No longer will Smiths Falls be known just for hockey if Joe Shadoue and his brothers have anything to say about it. And Shadoue is not shy about talking.
He talks baseball — he thinks it, he coaches it, he plays it, it’s in his head all the time — and he’s happy about that. He and his brothers, plus a lot of volunteers, coaches, parents and spectators — are behind a renaissance in little league baseball in town. Shadoue even thinks a good slogan for the town could be “Baseball in the summer. Hockey in the winter,” as little league begins to explode. Who can say Wayne Gretzky is wrong, he asks, because that’s what he used to do.
Baseball faded out of Smiths Falls’ consciousness about 15 years ago. When that happens and only a few are interested, kids go elsewhere to pursue a sport they love. Players got eaten up by the small towns around them. When it came back to anchoring the game once again in Smith Falls, the first thing Shadoue did was apply for a charter. And he got it.
A charter allows a claim on a district, Shadoue explains. It’s a geographical chunk of land from which to draw kids.

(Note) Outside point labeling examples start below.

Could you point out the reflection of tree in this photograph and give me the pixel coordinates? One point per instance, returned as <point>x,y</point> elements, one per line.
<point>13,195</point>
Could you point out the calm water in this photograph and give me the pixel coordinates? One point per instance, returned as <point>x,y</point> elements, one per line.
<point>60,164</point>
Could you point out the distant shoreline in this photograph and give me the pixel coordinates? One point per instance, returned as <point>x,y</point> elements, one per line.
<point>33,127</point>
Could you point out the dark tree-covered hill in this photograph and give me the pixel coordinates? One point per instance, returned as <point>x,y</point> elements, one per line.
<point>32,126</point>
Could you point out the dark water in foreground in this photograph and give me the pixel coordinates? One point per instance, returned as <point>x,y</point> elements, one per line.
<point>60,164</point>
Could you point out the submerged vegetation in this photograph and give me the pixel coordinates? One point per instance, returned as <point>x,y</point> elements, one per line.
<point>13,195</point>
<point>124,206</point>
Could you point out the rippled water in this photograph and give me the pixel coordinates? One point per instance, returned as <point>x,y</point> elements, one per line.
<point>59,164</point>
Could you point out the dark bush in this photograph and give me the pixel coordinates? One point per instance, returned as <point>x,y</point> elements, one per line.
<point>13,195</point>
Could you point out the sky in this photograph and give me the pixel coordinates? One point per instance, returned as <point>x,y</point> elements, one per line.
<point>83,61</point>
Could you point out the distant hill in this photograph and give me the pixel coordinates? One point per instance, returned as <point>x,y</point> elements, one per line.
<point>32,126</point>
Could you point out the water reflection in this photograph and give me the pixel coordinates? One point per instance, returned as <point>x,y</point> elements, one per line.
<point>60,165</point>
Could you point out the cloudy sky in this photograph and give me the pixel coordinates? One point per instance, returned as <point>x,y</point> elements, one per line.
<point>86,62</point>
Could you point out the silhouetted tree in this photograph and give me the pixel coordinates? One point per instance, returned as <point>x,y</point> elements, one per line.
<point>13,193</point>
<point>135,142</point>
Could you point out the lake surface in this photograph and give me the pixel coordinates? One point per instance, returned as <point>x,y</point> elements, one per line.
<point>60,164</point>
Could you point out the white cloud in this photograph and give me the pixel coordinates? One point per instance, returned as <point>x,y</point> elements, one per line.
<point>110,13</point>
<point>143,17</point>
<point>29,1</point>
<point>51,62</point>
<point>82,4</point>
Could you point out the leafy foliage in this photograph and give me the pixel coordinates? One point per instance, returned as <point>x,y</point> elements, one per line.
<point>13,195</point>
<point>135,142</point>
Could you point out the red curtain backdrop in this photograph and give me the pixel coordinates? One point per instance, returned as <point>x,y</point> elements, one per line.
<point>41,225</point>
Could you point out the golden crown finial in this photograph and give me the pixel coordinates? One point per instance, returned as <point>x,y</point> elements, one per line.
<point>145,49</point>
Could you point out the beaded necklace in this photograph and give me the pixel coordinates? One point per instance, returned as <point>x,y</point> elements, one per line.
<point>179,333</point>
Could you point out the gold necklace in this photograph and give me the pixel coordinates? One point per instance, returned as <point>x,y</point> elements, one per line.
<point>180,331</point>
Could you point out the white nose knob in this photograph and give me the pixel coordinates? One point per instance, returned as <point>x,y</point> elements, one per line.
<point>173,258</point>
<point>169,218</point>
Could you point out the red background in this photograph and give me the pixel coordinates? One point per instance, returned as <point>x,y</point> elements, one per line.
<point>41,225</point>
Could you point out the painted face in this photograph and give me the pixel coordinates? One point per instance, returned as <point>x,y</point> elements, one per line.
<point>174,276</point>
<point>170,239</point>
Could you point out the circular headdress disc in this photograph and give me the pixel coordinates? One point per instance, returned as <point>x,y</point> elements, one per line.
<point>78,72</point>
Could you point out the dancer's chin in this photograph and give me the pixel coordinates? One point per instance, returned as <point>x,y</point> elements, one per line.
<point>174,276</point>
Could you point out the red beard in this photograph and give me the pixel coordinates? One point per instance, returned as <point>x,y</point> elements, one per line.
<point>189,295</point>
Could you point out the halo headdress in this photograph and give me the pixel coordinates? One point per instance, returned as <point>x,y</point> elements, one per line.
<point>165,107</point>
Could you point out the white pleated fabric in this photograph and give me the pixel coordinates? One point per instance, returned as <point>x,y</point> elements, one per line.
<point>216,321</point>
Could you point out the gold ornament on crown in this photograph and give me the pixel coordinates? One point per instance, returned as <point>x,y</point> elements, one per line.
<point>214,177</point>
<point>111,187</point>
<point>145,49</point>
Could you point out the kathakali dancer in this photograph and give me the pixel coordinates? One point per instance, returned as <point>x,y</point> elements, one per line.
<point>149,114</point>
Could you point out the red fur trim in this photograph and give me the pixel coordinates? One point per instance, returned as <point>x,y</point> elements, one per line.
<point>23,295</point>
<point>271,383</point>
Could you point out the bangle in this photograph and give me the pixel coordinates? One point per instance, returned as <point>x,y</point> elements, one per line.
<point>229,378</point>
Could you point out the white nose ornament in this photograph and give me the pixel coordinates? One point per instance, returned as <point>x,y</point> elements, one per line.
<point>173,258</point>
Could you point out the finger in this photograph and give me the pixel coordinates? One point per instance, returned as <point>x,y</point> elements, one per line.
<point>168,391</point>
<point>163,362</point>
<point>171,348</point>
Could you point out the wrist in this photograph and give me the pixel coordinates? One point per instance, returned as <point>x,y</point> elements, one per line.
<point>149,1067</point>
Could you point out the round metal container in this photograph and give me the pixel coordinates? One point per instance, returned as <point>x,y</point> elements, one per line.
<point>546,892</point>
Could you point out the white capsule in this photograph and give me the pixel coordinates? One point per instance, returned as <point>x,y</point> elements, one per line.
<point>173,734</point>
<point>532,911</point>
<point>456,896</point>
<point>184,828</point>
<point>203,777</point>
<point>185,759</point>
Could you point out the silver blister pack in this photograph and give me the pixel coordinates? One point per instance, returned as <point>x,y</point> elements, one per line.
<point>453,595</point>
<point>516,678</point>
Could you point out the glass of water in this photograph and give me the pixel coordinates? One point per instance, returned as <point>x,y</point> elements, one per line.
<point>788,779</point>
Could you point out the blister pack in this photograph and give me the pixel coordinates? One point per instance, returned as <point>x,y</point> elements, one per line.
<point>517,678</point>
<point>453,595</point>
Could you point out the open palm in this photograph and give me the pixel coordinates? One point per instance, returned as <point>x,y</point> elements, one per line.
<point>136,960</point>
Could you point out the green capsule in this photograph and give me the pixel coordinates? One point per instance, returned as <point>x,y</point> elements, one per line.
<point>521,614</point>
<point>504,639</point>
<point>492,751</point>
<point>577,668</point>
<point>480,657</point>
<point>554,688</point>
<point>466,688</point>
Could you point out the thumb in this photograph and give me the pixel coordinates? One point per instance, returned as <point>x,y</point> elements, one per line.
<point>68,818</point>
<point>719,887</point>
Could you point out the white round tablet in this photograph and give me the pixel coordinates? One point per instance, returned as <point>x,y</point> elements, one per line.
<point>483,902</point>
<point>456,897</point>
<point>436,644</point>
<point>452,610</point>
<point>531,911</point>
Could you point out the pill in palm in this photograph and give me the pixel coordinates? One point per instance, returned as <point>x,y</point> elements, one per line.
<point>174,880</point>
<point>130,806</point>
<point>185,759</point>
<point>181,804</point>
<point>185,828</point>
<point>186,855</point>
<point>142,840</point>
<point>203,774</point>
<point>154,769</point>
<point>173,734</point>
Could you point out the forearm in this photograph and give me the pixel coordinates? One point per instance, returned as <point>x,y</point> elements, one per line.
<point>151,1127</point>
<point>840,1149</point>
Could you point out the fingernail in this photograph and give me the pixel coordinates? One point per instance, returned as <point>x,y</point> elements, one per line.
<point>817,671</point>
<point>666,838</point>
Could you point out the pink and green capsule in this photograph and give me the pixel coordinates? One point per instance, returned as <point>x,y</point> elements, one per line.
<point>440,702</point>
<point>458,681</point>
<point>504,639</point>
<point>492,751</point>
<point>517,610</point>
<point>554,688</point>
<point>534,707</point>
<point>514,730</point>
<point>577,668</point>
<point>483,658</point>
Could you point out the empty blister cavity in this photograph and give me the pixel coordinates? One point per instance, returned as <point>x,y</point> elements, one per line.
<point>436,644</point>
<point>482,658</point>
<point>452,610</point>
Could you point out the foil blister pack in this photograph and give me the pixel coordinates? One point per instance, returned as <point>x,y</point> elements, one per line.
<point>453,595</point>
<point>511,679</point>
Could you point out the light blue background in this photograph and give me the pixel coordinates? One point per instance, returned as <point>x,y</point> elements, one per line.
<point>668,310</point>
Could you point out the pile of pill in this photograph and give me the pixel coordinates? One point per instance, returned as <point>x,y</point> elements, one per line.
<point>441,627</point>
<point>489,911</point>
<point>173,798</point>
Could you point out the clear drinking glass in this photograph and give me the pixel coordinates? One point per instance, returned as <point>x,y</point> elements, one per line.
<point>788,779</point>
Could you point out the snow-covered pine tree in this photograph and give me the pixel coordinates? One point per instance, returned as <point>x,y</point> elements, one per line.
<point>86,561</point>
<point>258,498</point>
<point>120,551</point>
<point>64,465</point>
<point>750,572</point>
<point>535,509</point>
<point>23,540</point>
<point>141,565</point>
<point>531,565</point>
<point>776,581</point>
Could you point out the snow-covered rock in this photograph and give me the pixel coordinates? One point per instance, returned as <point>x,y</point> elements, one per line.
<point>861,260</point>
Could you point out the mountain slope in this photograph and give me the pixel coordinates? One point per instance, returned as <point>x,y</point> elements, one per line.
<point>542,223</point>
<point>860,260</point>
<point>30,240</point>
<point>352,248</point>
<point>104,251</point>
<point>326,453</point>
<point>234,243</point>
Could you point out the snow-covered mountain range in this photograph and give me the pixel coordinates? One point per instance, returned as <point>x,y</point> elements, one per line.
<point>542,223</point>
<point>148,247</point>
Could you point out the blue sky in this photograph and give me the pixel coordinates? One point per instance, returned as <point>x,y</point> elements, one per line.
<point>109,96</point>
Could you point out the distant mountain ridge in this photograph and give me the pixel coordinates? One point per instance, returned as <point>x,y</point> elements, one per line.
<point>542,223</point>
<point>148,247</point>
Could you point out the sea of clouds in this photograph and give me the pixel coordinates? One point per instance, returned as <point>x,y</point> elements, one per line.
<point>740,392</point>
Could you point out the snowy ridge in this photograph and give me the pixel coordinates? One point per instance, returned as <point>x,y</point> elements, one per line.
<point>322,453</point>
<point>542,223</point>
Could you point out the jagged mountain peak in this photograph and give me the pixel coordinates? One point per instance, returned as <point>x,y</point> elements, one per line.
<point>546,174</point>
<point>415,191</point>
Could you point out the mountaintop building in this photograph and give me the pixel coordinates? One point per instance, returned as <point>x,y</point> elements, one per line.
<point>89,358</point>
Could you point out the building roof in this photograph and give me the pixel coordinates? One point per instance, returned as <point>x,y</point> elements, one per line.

Smiths Falls is part of District 8, and includes (among others) the Smiths Falls, Jasper, Lombardy, Newboyne, Forfar and Crosby; it doesn’t include Franktown, Rideau Ferry, Newboro or Burritts Rapids.
As Smiths Falls faded out, other small towns absorbed players. But once the charter came into being, boundaries were re-established. “We took our players back,” Shadoue says with a little grin.
This year Smiths Falls had 70 players, and Shadoue expects that number to double next year. He’d like as many as 180 players, because the more players you have, the more teams you can field. For instance, Kingston draws from a pool of 600 for its competitive summer team. The inner-Ottawa teams have a much bigger resource than even 600.
And when he says players, he’s not just referring to boys. There are many girls that play little league ball, and excel. “I’ve coached girls who are phenomenal…they’ve kicked the crap out of the boys who play,” says Shadoue. Andrew Stoll, who coached the junior competitive team this year, agrees. He had one girl on his team this past summer and was deep-down thrilled when she chose to play baseball rather than hockey over the summer.
This past summer was big for Smiths Falls, as this year teams played under the name of the Smiths Falls Stars and made some big wins. The juniors finished of their season with an impressive silver medal and the majors were district 8 league champions. And both teams won their divisions at the Scott Tokessy Memorial Gold Glove Tournament. The Tokessy tournament the biggest charity baseball tournament in Canada.
Last year, some of the same players and coaches played — and won — their divisions of the charity tournament but under the banner of the Perth Royals. These 2017 wins were firsts for the new Smiths Falls Stars.
Baseball season ended at the end of August, and there was some talk about fall ball, but that hasn’t gotten off the ground yet says Shadoue.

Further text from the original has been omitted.